La découverte de l’embouchure du Rio Negro remonte à 1637. Elle est attribuée à un capitaine Pedro da Costa Favella, qui accompagnait Teixeira dans son expédition à Quito. L’ancien nom de cette rivière était Quiari. Dans le voisinage de ses sources, les indigènes l’appellent encore Uénèya. Trente ans après la découverte qu’en avait fait Favella, les Portugais qui remontaient son cours pour la première fois lui donnèrent le nom de Rio Negro ou Rivière Noire, à cause de la teinte obscure de ses eaux, qu’ils crurent provenir des sources de bitume que ces eaux rencontraient dans leur trajet du nord au sud.

En 1669, une forteresse en pisé fut construite près de sa barre pour défendre les villages et les populations de l’intérieur[1] contre les pirateries des Indiens Muras, ces Uscoques de l’Amazone, dont nous avons parlé en temps et lieu. Le général d’État, Antonio de Albuquerque Coelho, fut le promoteur de cette mesure à la fois belliqueuse et conservatrice, Francisco da Motta Falcao, l’ingénieur chargé des travaux de la forteresse, et Angelico da Barros, son premier commandant. Si ces noms historiques n’éveillent aucun souvenir dans l’esprit du lecteur, ce n’est pas notre faute.

Pendant un demi-siècle, cette forteresse et sa garnison animèrent seules la solitude de la barre du Rio Negro. En 1720, un village y fut édifié par ordre de l’autorité supérieure. Quelques Portugais, mêlés à des Indiens Manaos, Cahiarahis, Coërunas et Yumas, formèrent sa population. De ce village, revu, embelli, augmenté, Xavier de Mendonça Furtado, dix-neuvième gouverneur du Para, fit, en 1758, la ville de Moura, peuplée de six mille habitants, s’il faut en croire les statisticiens de cette époque.

Tout semblait présager à la nouvelle ville un avenir prospère, lorsqu’une petite vérole des plus malignes s’abattit sur elle, et des quatre tribus indigènes dont se composait sa population, en retrancha trois : les Cahiarahis, les Coërunas, les Yumas. Restés seuls habitants de la cité, les Manaos substituèrent au nom qu’elle portait celui de leur tribu ; puis ce changement de Moura en Manao ne leur paraissant pas assez radical, ils démolirent la ville de Mendonça Furtado et utilisèrent ses matériaux pour en bâtir une autre.

Cette ville de leur façon n’eut que trois rues, symbolisant la Sainte-Trinité. Une très-longue en honneur de Dieu Père, cette première se dirigeant au nord ; deux autres moindres, une au levant, une au couchant, en souvenir du Fils et du Saint-Esprit. Une église carrée dont la façade était tournée au sud, fut le moyeu auquel se rattachèrent ces trois jantes. À en juger par son dessin géométral, Manao, vue à vol d’oiseau, dut ressembler étonnamment à un T majuscule, placé en sens inverse.

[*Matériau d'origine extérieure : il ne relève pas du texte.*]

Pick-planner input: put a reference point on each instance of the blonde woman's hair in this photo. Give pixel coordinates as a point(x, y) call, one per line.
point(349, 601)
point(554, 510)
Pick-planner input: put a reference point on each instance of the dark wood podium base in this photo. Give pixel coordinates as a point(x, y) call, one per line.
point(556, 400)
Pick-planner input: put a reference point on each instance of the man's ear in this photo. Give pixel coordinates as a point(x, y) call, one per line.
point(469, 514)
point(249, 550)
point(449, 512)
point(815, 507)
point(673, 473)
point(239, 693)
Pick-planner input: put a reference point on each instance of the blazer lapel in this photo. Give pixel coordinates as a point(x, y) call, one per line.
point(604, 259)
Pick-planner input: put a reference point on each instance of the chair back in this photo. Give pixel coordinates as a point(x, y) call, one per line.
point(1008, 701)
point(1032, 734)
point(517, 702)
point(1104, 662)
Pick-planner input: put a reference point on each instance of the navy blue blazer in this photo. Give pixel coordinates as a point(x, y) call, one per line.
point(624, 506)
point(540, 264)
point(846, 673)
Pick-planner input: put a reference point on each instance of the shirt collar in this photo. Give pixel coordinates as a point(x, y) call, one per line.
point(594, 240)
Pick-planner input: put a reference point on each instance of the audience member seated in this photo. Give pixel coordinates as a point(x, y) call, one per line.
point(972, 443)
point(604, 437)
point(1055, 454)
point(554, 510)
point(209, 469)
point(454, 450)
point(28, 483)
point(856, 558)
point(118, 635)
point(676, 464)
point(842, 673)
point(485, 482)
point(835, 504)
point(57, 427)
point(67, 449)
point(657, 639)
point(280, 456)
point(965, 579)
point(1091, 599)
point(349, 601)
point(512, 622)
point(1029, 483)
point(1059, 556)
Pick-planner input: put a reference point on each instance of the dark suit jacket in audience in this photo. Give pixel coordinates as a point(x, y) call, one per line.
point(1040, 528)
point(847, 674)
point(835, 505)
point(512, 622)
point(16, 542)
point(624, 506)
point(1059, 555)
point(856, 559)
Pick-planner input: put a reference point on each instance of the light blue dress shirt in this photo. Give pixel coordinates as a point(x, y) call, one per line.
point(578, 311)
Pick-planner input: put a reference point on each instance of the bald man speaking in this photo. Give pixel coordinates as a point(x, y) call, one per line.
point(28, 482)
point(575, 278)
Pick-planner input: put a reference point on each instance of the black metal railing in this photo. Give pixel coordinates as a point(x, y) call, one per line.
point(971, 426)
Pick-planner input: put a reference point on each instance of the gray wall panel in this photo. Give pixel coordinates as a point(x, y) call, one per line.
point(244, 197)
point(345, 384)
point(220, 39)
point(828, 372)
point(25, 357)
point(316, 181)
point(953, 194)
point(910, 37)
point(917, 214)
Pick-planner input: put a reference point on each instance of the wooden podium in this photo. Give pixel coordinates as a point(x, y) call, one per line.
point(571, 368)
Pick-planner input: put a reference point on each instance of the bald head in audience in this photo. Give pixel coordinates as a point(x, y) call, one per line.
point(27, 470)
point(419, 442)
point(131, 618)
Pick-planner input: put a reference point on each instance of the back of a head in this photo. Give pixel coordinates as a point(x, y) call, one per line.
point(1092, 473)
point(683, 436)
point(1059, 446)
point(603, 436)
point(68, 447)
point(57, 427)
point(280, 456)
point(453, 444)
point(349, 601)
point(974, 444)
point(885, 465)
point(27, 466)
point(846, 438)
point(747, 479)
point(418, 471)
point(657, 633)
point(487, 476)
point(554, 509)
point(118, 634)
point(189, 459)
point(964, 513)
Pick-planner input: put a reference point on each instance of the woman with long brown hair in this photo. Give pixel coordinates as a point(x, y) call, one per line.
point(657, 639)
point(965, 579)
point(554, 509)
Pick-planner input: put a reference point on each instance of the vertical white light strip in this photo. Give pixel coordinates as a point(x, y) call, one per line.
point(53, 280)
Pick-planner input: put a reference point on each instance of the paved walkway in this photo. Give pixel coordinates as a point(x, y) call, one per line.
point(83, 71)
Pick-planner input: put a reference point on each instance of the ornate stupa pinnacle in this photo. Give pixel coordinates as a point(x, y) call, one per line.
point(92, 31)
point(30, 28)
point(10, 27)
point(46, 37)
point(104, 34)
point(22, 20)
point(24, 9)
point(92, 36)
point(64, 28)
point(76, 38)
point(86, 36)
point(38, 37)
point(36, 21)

Disons à la décharge des architectes manaos que, tout en bouleversant de fond en comble l’ancienne ville pour en extraire ce chef-d’œuvre à trois pattes, ils surent respecter une magnifique allée d’orangers, plantés en

  1. Cinq ans après la première exploration du Rio Negro, dix-neuf bourgades étaient fondées sur ses deux rives. Ces bourgades qui prirent plus tard le titre de villes, échangèrent contre un nom portugais le nom qu’elles tenaient des populations indigènes. Ainsi l’ancienne Aracari devint Carvoeiro, Cumaru eut nom Poiares, Barcellos succéda à Mariüa, Moreira à Cabuquena, Thomar à Bararoa, Lama Lunga à Dari, ainsi des autres jusqu’à San José de Marabitanas, village fortifié qui, du côté de la Nouvelle-Grenade, séparait les possessions du Portugal de celles de l’Espagne.

    De ces dix-neuf villes, il reste à peine aujourd’hui trois villages. Quant aux vingt-deux castes indigènes, primitivement établies sur le Rio Negro et qui servirent à les peupler, ces castes sont représentées de nos jours par les descendants des tribus Barré et Passé, à demi chrétiens, à demi abrutis et répandus sur les rives de l’Iça. Une seule tribu originaire du Rio Negro est restée fidèle à la barbarie de ses pères, c’est celle des Macus que les Brésiliens des alentours du Japura qualifient d’hommes-singes et chassent à coups de fusil de leurs domaines où ces Indiens, pressés par la faim, viennent dérober quelquefois des fruits et des racines.